The premise in the days after the announcement was that the currency notes that failed to return to the banking system could largely be categorised as “black money”, a view that was corroborated by the then Attorney General Mukul Rohatgi in the Supreme Court and subsequently by a senior finance ministry official.
Rohatgi had said that of the total estimated money in circulation of Rs 15-16 lakh crore, the government expected people to deposit Rs 10-11 lakh crore. “The rest, Rs 4-5 lakh crore, were being used in northeast and Jammu and Kashmir to fuel trouble in India. That will be neutralised,” he had said. A senior finance ministry official had told reporters in November that the government expected that Rs 3 lakh crore would not return into the banking system.
With nearly 99 per cent of the junked currency having come back into the banking system, that argument doesn’t hold — reinforcing the assumption that the bulk of black money is trapped in sectors such as real estate, gold and held overseas.
On digital transactions, too, RBI data shows that the volume of electronic payments, after peaking in December 2016 at 957.50 million transactions compared with 671.49 million in November, has been on a decline. Even as there was a blip in March to 893.89 million transactions, the volume has since come down to 862.38 million transactions in July.
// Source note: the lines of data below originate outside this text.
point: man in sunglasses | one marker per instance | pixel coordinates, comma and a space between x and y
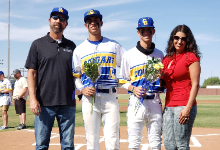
50, 83
106, 108
132, 79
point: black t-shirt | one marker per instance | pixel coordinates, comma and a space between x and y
53, 63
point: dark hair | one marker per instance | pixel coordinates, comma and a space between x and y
191, 45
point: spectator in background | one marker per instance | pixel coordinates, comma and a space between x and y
20, 96
5, 99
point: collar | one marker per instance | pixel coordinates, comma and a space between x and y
145, 51
51, 40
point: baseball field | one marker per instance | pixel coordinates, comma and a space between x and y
205, 135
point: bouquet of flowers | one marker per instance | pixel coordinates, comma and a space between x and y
152, 69
152, 72
92, 70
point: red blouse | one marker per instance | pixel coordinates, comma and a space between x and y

This includes transactions through systems such as NEFT, prepaid wallets, UPI, debit and credit cards, cheques and mobile banking, a 28 per cent growth from November levels.
In value terms, November 2016 recorded Rs 94 lakh crore in electronic payments which grew to Rs 104 lakh crore in December, surged in March to Rs 149 lakh crore, then declined to Rs 107 lakh crore during July — a five-month low.
Elimination of high-denomination fake currency was the third key objective. As per RBI data, the number of counterfeit notes detected during 2016-17 grew 20 per cent to 7.62 lakh pieces from 6.32 lakh pieces in 2015-16. In the year 2014-15, the RBI had detected 5.94 lakh pieces of fake currency notes.
While the intended objectives are still elusive, the exercise imposed significant cost on the Indian economy and the banking system, over and above the reported loss of life of nearly 100 people waiting in lines.
The transfer of surplus by the RBI to the government dwindled down to Rs 30,659 crore for 2016-17 (July-June), less than half the Rs 65,876 crore it had transferred in the previous year, and substantially lower than what the government had estimated in its budget document (Rs 58,000 crore).
The surplus transfer fell as the RBI had to pay interest on the massive deposits the banks kept with the central bank during the demonetisation phase. The RBI’s net income from domestic sources decreased by 17.11 per cent from Rs 52,157 crore in 2015-16 to Rs 43,232 crore in 2016-17 mainly due to higher net expenditure on interest under Liquidity Adjustment Facility on account of absorption of surplus liquidity in the banking system post demonetisation, according to the annual report.
The total expenditure of the Reserve Bank increased by 107.84 per cent from Rs 14,990 crore in 2015- 16 to Rs 31,155 crore in 2016-17 primarily due to increase in expenditure on printing of new notes as a part of remonetisation of currency and provisions, it said.
On the black money issue, the RBI, in its report, has maintained that the trail of deposits of Rs 500 and Rs 1000 notes into bank accounts may provide valuable information to the revenue authorities in tracing unaccounted money. During 2016-17, the number of suspicious transaction reports filed by banks and other financial intermediaries with the Financial Intelligence Unit has seen a massive jump to 4.73 lakh in 2016-17 from 1.06 lakh in 2015-16.